Right now jump threads from within a loop which cross the loop header, then terminate within the loop are ignored as this may create irreducible loops.

This patch gets the CFG/SSA updating code in good enough shape to handle the case that the embedded guys care about. ie, the coremark FSA/FSM benchmark.

Basically we still ignore most of those threads -- the exception is when we find the loop header has a multi-way branch. In that case we go ahead and thread the jump, throw away and rebuild the loop information. Again, we only do this when we're able to remove a multi-way jump at the top of a loop.

During a GCC bootstrap I found two instances where this triggers, once in GCC itself, one in the java runtime libraries. I've manually verified that we do the right thing in those two instances as well as the FSA/FSM optimization. However, the reality is this code isn't being well exercised.

So (for testing purposes only) I removed the test that the loop header has to be a multi-way jump and enabled a follow-on patch which allows us to identify many more threads through the loop header to points within the current loop. Not surprisingly the code triggered more often and uncovered a couple minor issues that I've addressed.

The bootstrap/regression test for the patch ran fine, as did the regression and bootstrap test with various pass limitations removed (with the exception of tests which explicitly test that we don't thread in situations where it'll create irreducible loops). This is good.

Installed on the trunk. One more patch to go before calling and end to my own development work for 4.9 :-)
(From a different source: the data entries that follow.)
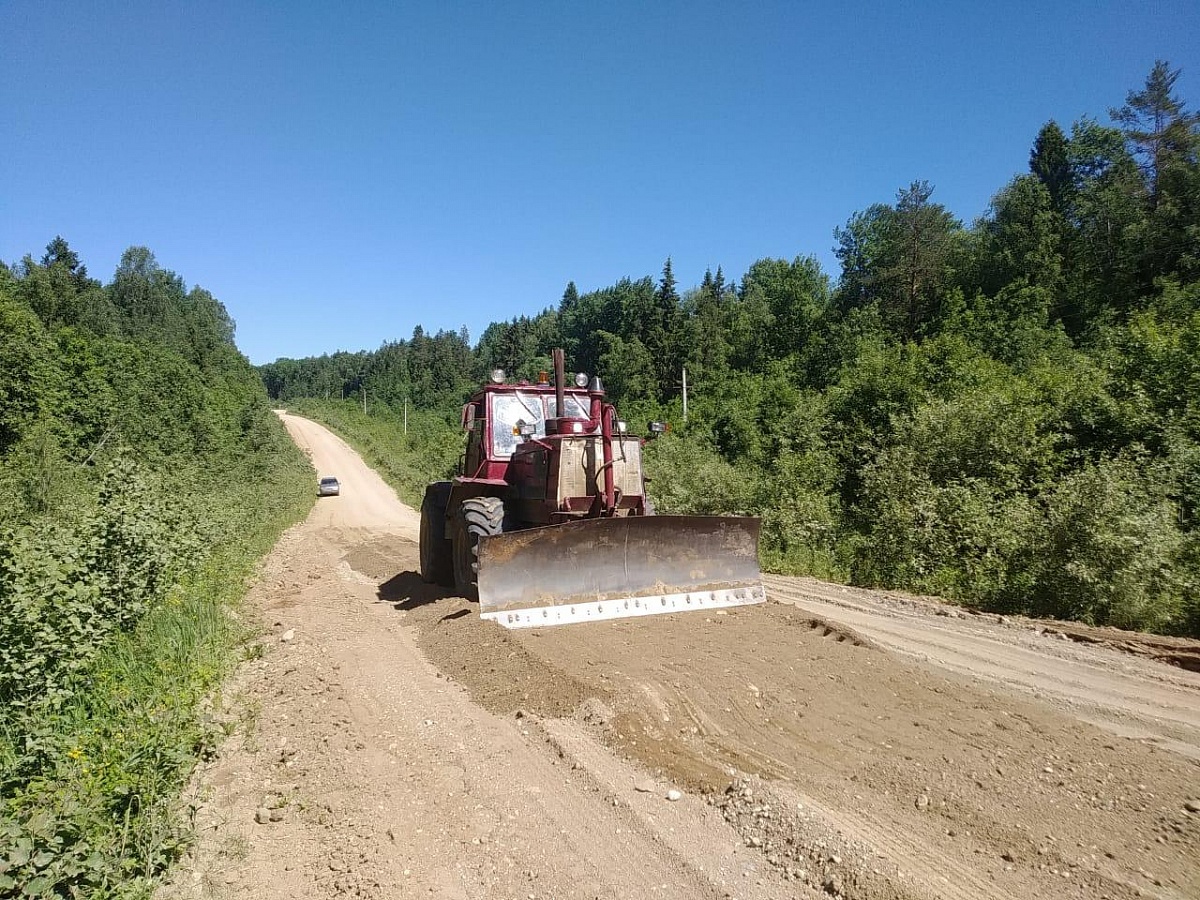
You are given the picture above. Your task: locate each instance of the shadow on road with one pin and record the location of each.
(406, 591)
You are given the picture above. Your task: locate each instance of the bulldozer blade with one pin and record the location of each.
(616, 568)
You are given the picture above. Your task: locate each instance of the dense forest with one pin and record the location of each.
(142, 473)
(1002, 413)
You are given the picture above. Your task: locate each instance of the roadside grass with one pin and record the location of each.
(91, 783)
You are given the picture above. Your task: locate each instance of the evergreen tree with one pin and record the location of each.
(1050, 163)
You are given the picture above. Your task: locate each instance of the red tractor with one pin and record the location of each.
(547, 520)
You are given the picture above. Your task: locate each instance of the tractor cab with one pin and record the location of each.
(502, 417)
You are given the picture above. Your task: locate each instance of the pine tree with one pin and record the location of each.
(1050, 163)
(1156, 124)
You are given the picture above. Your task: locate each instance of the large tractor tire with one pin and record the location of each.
(437, 553)
(477, 517)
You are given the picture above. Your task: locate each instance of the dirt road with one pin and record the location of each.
(832, 742)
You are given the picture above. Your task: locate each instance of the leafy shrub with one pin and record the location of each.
(1113, 551)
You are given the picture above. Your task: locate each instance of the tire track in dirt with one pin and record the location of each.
(1132, 697)
(870, 775)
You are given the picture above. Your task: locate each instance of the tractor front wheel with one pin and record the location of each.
(437, 565)
(478, 516)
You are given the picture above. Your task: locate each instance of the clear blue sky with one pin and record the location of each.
(339, 173)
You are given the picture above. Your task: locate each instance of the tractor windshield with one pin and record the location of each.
(510, 409)
(508, 412)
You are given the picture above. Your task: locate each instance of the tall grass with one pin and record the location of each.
(91, 781)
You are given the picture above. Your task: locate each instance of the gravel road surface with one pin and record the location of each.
(833, 742)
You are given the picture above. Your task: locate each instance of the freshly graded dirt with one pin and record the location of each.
(829, 743)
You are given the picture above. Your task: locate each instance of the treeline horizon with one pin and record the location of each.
(142, 474)
(1001, 413)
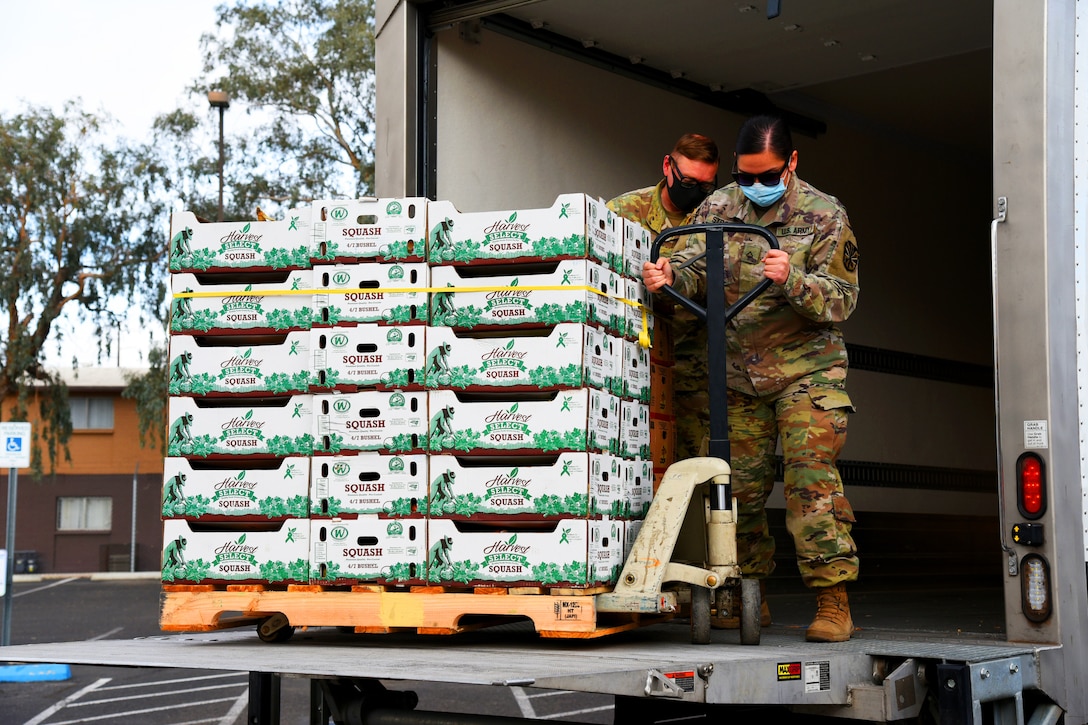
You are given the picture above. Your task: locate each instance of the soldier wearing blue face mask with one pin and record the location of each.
(786, 365)
(690, 174)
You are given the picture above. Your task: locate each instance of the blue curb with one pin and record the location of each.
(34, 673)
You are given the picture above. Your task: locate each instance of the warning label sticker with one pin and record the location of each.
(685, 680)
(817, 676)
(789, 671)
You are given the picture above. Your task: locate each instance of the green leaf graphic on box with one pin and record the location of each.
(402, 572)
(331, 443)
(332, 570)
(332, 506)
(399, 507)
(331, 316)
(403, 442)
(466, 504)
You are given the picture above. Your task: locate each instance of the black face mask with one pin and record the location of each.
(684, 197)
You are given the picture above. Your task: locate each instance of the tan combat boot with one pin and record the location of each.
(832, 623)
(731, 619)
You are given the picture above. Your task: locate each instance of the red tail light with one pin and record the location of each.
(1030, 486)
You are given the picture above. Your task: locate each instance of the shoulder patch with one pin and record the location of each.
(850, 256)
(795, 230)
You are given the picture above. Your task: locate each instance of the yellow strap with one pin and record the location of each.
(643, 334)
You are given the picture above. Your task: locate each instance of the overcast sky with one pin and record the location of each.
(131, 59)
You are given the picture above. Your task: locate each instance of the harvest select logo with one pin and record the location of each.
(507, 426)
(235, 556)
(240, 245)
(235, 492)
(240, 369)
(503, 361)
(508, 490)
(243, 308)
(242, 431)
(506, 556)
(508, 303)
(506, 235)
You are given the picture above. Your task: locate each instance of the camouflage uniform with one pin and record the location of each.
(787, 371)
(690, 403)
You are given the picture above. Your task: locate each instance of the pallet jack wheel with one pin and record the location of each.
(274, 628)
(750, 611)
(700, 615)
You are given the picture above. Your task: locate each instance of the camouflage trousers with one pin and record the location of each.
(811, 422)
(691, 401)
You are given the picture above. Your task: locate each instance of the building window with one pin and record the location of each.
(91, 413)
(84, 513)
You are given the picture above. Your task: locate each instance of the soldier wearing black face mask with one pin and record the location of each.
(691, 174)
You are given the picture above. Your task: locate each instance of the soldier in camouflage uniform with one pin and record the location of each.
(691, 173)
(787, 363)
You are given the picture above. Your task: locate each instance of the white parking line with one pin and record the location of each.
(570, 713)
(45, 714)
(522, 699)
(239, 707)
(165, 693)
(104, 635)
(136, 712)
(175, 680)
(49, 586)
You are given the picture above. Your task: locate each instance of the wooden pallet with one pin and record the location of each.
(556, 613)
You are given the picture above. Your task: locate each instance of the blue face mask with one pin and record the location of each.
(764, 196)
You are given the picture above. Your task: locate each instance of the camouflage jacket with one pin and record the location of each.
(790, 331)
(644, 206)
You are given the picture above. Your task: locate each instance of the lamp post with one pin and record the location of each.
(221, 100)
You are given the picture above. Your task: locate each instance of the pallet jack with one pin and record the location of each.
(651, 582)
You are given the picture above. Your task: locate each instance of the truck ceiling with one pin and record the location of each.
(818, 59)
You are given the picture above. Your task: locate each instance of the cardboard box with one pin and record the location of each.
(630, 536)
(570, 552)
(638, 242)
(663, 444)
(526, 296)
(235, 366)
(197, 246)
(514, 488)
(567, 355)
(576, 226)
(583, 419)
(638, 487)
(369, 483)
(639, 316)
(236, 492)
(369, 549)
(246, 553)
(660, 388)
(376, 230)
(634, 430)
(393, 421)
(371, 292)
(368, 357)
(223, 304)
(217, 428)
(637, 370)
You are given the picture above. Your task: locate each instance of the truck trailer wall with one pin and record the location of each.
(518, 125)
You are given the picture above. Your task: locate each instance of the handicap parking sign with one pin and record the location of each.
(16, 445)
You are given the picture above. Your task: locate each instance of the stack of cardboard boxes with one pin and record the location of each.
(357, 401)
(235, 502)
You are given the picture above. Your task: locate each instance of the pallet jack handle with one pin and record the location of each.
(717, 316)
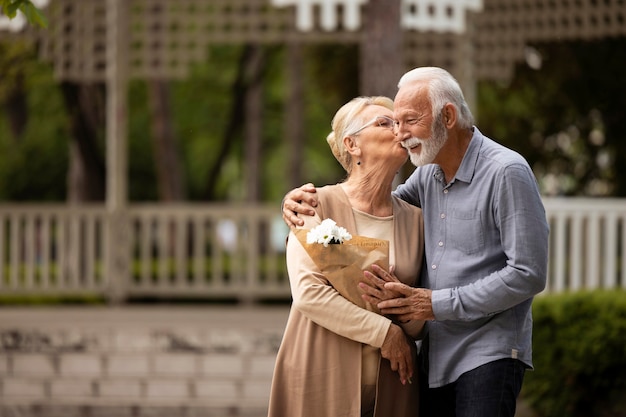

        * tree-ssa-threadupdate.c: Include tree-cfg.h and tree-pass.h
        (thread_block_1): Do not cancel jump threads which go from
        inside a loop, through the header, then back inside the loop.
        (bb_ends_with_multiway_branch): New function.
        (thread_through_all_blocks): Handle threading cases which start
        in a loop through the loop header to a point in the loop.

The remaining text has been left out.